これをベースに整理していきます。このとき、当事者に「なぜ、なぜ、なぜ」とトヨタのなぜなぜ分析よろしく理詰めしていくのはあまりいい状況を生みません。こういう状況においては、当人は詰められていると感じ易く、事実が歪曲される可能性があるからです。詰めるのではなく、興味をもつという感覚で、リラックスした状態を作るのが大事です。こういうときにさらりとユーモアを入れられる人は修羅場をくぐり抜けてきたんだなと思いますし、人間をよく知っているなと思います。正論しか並べず、逃げに入っている人と比べると人間的な魅力の差は歴然です。そういう空気をつくりつつ、聴いたことから事実と主観をふるいにかけ、事実を時系列に整理していきます。そうすることで段々と要因が見えてきます。謝るポイントを間違えると余計炎上するので注意が必要です。2018年は日大アメフト問題などスポーツ界での謝罪会見が相次ぎましたが、謝るポイントが見当違いだと大炎上するというのは肌感として皆持っているのではないでしょうか。だからこそ、正確な要因特定が大事です。

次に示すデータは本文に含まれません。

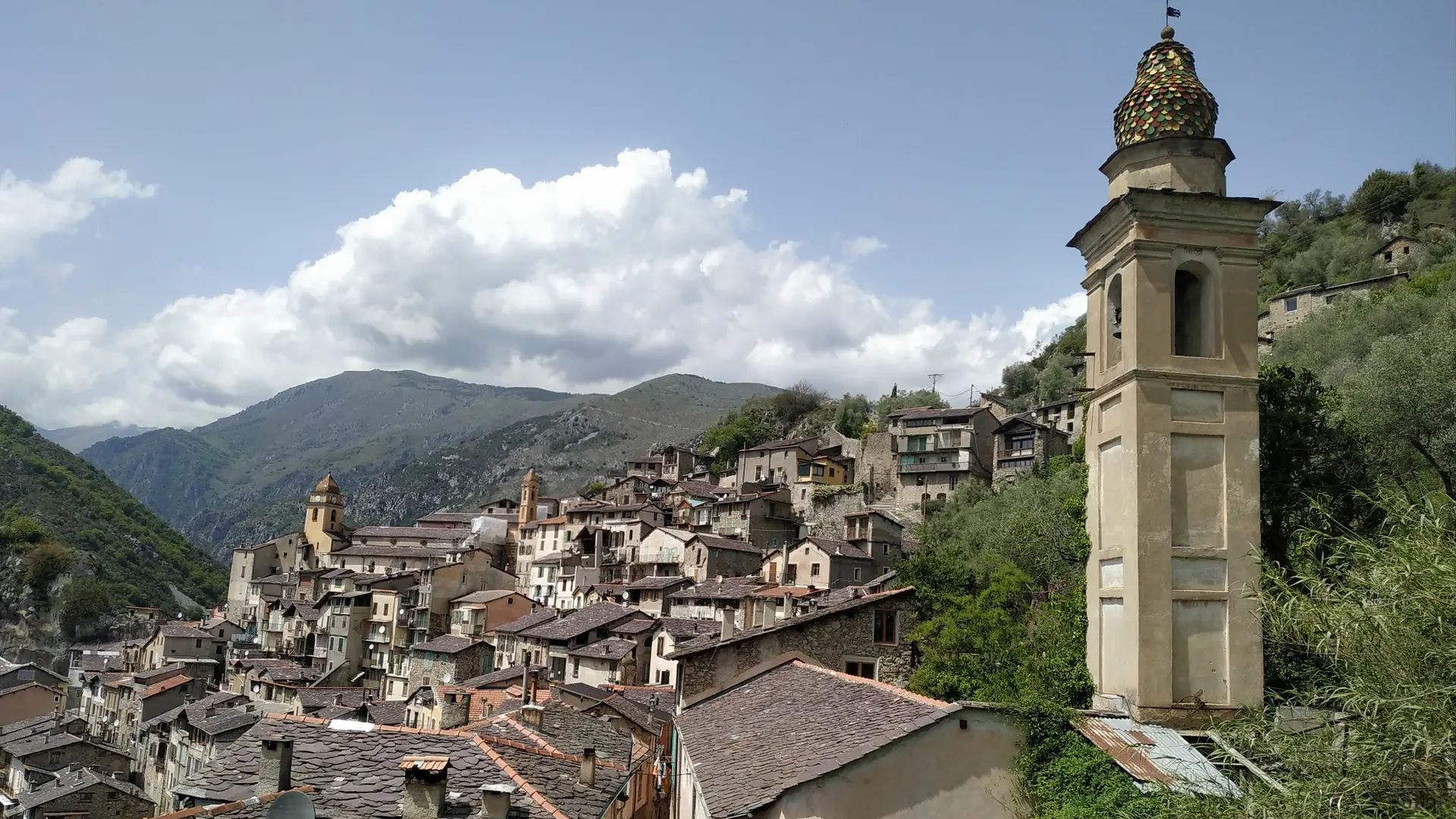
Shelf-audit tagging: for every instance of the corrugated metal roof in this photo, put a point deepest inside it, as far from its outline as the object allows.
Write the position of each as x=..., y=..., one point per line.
x=1156, y=757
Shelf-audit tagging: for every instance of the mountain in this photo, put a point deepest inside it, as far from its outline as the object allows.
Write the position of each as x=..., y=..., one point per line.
x=566, y=449
x=63, y=518
x=242, y=479
x=77, y=439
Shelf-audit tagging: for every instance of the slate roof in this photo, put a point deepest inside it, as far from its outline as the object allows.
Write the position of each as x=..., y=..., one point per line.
x=182, y=630
x=680, y=627
x=580, y=621
x=657, y=582
x=745, y=758
x=389, y=713
x=721, y=589
x=714, y=642
x=356, y=773
x=428, y=532
x=528, y=621
x=498, y=678
x=73, y=780
x=715, y=542
x=609, y=649
x=392, y=551
x=484, y=596
x=446, y=645
x=837, y=548
x=332, y=695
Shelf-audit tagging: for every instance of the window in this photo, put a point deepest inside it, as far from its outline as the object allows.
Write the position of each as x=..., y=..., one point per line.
x=886, y=629
x=1193, y=321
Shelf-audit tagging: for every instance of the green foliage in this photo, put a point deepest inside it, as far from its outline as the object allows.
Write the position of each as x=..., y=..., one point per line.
x=52, y=494
x=897, y=400
x=44, y=564
x=83, y=605
x=1383, y=197
x=1049, y=375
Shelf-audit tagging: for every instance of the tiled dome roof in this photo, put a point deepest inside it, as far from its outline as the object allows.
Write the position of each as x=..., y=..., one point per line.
x=1166, y=98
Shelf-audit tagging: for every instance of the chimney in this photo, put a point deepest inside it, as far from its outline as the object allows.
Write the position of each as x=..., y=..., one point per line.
x=495, y=800
x=274, y=764
x=424, y=786
x=588, y=765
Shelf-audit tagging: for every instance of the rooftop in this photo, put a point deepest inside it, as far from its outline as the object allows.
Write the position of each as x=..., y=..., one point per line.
x=743, y=755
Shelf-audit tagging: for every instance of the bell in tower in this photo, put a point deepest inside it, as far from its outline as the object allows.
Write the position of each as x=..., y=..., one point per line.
x=1172, y=262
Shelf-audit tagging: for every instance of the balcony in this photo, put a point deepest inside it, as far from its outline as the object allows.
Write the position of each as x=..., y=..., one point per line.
x=935, y=466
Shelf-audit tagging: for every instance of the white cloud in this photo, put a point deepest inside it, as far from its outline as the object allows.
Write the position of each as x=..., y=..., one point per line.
x=596, y=280
x=31, y=210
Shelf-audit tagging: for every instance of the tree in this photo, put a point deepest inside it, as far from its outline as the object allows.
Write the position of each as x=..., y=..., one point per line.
x=1310, y=466
x=1402, y=400
x=1383, y=196
x=889, y=404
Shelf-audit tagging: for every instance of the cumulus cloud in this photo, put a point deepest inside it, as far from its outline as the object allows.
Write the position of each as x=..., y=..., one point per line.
x=592, y=281
x=31, y=210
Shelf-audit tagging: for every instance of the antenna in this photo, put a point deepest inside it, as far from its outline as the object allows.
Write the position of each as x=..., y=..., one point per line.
x=290, y=805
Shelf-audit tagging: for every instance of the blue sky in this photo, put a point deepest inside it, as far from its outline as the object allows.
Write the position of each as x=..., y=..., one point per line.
x=965, y=137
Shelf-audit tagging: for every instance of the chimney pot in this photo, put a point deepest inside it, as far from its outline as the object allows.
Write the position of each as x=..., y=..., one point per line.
x=495, y=800
x=588, y=765
x=275, y=765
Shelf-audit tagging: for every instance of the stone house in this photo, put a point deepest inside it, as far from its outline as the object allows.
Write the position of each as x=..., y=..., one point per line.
x=28, y=758
x=892, y=752
x=711, y=556
x=30, y=700
x=1292, y=306
x=666, y=637
x=1024, y=445
x=775, y=463
x=82, y=793
x=177, y=642
x=764, y=518
x=650, y=595
x=820, y=563
x=548, y=643
x=717, y=599
x=937, y=449
x=449, y=659
x=510, y=649
x=479, y=613
x=862, y=635
x=28, y=673
x=478, y=776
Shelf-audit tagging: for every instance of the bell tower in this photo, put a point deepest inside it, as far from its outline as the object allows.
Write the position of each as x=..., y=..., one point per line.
x=530, y=487
x=324, y=516
x=1174, y=635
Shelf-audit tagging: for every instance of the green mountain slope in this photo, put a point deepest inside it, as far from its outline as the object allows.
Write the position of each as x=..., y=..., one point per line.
x=108, y=534
x=224, y=483
x=77, y=439
x=566, y=449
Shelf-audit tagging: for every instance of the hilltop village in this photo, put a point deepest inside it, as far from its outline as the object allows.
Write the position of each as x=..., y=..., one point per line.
x=686, y=642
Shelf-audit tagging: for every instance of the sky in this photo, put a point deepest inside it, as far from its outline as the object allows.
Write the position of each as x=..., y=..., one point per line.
x=204, y=205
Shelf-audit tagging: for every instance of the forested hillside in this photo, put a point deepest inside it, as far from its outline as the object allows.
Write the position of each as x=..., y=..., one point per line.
x=1357, y=458
x=76, y=547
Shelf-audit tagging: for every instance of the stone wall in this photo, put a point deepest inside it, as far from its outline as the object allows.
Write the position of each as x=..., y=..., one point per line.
x=93, y=803
x=832, y=640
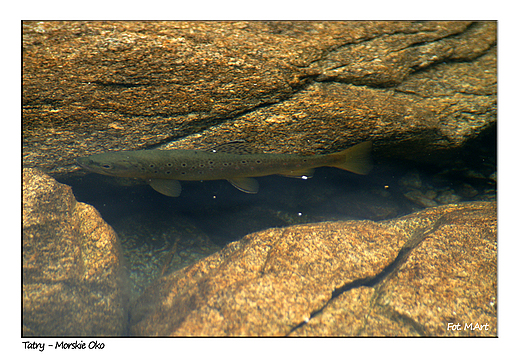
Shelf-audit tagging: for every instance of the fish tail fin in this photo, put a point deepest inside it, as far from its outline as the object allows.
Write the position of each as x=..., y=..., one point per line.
x=355, y=159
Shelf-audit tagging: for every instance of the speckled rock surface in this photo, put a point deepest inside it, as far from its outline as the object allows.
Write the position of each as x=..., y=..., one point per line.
x=417, y=275
x=73, y=282
x=419, y=90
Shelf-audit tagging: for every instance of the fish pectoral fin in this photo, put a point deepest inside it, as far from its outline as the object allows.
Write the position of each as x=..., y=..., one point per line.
x=247, y=185
x=299, y=173
x=169, y=187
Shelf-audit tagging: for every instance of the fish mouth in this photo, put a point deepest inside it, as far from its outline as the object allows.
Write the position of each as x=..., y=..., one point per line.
x=82, y=162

得られる情報から冷静に「主観」を省いていき、「事実」を見極めます。

3.御用聞き厳禁

相手を怒らせてしまったとき、ときに無理な要求を受けることがあります。例えば全額値引きしろとか、お金を払わないとか。もしかしたら、それを飲まないといけない状況もあるかもしれませんが、大事なのは今相手が口にしていることは本当に求めてることではないということを心にとめておくことです。そのまま鵜呑みにしてその通り対応するのでは、事態は好転しないことがほとんどです。今、相手が本当に求めていることは何なのか。それは発言の「背景」を知るということです。その発言にいたったのはどんな出来事があって、どう感じたのだろうということに、興味を持って心から耳を傾けることが大切です。何か言いたくなるのをぐっとこらえて、聴くことに徹します。そこに矛盾だったり、理不尽さがあったとしても、まず最後まで聴くこと。そこまでやると、本当の意味で顧客に寄り添った対応策が見えてくるかもしれません。前の段階で「主観」を省いていますが、今度は、顧客の「主観」を大切にします。「事実」を先に押さえ、そのあとで「主観」です。これが逆になってしまうと、よくありません。簡単に相手の言いなりにならず、その背景を知ることで、本当に求めていることを理解し、謝罪と同時に信頼の回復も目指します。

まとめ

・初動のスピード命
・正確な要因特定:「事実」と「主観」
・御用聞き厳禁

すべて個人的な体験から書きましたので、すべての人に当てはまらないかもしれませんが、少しでも誰かの参考になると嬉しいです。